Windows 'could' go open-source, but is that a good idea? [Update]
Today, a Wired article proposes that Microsoft could open-source Windows, quoting Azure chief technology officer Mark Russinovich who says "it's definitely possible". Well sure, anything is possible, I suppose. But it's certainly not probable.
A Microsoft spokesperson tells me the company has "not made any open-source policy or business model changes for Windows". Still, if nothing else, it does provoke thought. The ultimate question, for me, and hopefully you, is does it make sense? Is an open-source Windows a good idea?

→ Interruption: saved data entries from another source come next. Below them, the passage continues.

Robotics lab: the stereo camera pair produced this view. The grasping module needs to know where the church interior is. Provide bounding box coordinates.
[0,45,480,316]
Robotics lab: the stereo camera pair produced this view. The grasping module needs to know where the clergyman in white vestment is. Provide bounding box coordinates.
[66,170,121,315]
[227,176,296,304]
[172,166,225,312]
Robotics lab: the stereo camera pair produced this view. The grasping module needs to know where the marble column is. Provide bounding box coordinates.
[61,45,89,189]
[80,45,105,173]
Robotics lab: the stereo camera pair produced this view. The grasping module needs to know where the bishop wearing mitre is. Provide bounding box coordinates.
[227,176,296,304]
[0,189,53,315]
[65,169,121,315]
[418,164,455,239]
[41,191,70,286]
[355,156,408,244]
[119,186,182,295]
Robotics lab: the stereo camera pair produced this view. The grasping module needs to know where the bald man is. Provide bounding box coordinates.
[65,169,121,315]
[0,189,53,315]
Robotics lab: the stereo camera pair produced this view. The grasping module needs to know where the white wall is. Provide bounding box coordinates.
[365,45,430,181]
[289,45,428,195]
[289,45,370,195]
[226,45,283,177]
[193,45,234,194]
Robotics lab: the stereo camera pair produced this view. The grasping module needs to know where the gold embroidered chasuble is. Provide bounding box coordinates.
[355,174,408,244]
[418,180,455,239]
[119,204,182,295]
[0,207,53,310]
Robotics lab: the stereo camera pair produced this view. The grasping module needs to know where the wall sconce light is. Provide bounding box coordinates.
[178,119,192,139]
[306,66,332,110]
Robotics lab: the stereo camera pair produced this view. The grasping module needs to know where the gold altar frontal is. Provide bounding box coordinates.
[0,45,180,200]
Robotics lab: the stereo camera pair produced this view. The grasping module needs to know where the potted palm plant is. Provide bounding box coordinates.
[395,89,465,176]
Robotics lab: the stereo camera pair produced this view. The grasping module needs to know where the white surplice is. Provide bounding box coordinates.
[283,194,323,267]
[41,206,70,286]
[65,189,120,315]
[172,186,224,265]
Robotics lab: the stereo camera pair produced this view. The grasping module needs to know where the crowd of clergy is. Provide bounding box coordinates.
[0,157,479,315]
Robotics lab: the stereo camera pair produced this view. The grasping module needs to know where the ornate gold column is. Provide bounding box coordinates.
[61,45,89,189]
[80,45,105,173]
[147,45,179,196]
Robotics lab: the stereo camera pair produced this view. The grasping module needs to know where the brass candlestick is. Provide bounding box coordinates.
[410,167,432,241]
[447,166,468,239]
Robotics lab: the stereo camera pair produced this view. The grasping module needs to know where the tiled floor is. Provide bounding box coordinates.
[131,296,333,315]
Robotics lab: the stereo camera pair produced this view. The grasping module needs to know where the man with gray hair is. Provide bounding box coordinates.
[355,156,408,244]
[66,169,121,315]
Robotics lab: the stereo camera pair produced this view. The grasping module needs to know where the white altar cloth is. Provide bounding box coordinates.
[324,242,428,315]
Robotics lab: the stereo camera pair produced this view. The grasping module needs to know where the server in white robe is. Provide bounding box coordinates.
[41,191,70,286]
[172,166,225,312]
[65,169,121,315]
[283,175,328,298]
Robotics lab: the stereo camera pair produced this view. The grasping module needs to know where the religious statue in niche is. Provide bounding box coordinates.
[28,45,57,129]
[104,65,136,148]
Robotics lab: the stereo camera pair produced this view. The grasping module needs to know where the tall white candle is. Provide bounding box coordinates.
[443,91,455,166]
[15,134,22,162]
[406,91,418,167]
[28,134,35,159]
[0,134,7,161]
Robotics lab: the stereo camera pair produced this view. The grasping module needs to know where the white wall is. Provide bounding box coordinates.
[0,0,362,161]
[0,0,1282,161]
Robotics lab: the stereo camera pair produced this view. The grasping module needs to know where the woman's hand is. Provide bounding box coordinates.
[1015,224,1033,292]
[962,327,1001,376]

From a security standpoint, there are two schools of thought. Some people think closed-source is more secure, as hackers and bad guys cannot see the code. While that makes sense, others feel that open-source allows the public to help identify weakness in the code, allowing for faster discovery and quashing of vulnerabilities.
I subscribe to both theories, but if the Windows source code was released tomorrow, it would be a security nightmare. Why? Since it did not start as open-source, the amount of vulnerabilities discovered would likely be crushing. It would be hard to keep up.
The closed-source nature means that only Microsoft employees get to review it. I am sure the team is talented, but not comparable to the entirety of the public.
Most importantly, however, enterprises would not likely embrace it. There are many companies that use Windows, not to mention the US government, that have contracts with Microsoft and depend on the security of Windows. Quite frankly, it could be a matter of national security. There are likely countless other roadblocks on the road to open-source Windows too.
Russinovich shares that beyond ideological roadblocks, there are technical and legal issues too, such as intellectual property concerns. He even jokes that there may be profanity in the code!
Let's not forget, however, that Microsoft is a publicly traded company, with the ultimate goal of making money. Such a move would have to make financial sense, and I don't think it does. True, Microsoft is just about to give away Windows 10 to consumers in the first year, but that supports its goal of making consumers sticky and dependent on its services, plus getting all Windows users onto the same version.
Some may say forked versions of Windows would be counter-intuitive. Or would it? If forked versions of the Windows operating system drive adoption of Office and other Microsoft solutions, then maybe it could be a good thing. With that said, however, the same could be said of delivering Office to Linux.
So, to you dear readers, I ask the question: would an open-source Windows be a good or bad thing? Sound off in the comments.
Jim Zemlin, executive director at Linux Foundation shares the following with BetaNews.
"Certainly we see a very different Microsoft today than a decade ago. They can see that open source software has become a dominant force in the industry. Microsoft is a smart company and is doing a variety of things to contribute to open source software and support its customers.
Obviously Windows remains an important source of revenue for the company so it is particularly interesting to see them make statements like this publicly. We'll see what the future holds, but more source code out in the open under an open source license is almost always a good thing."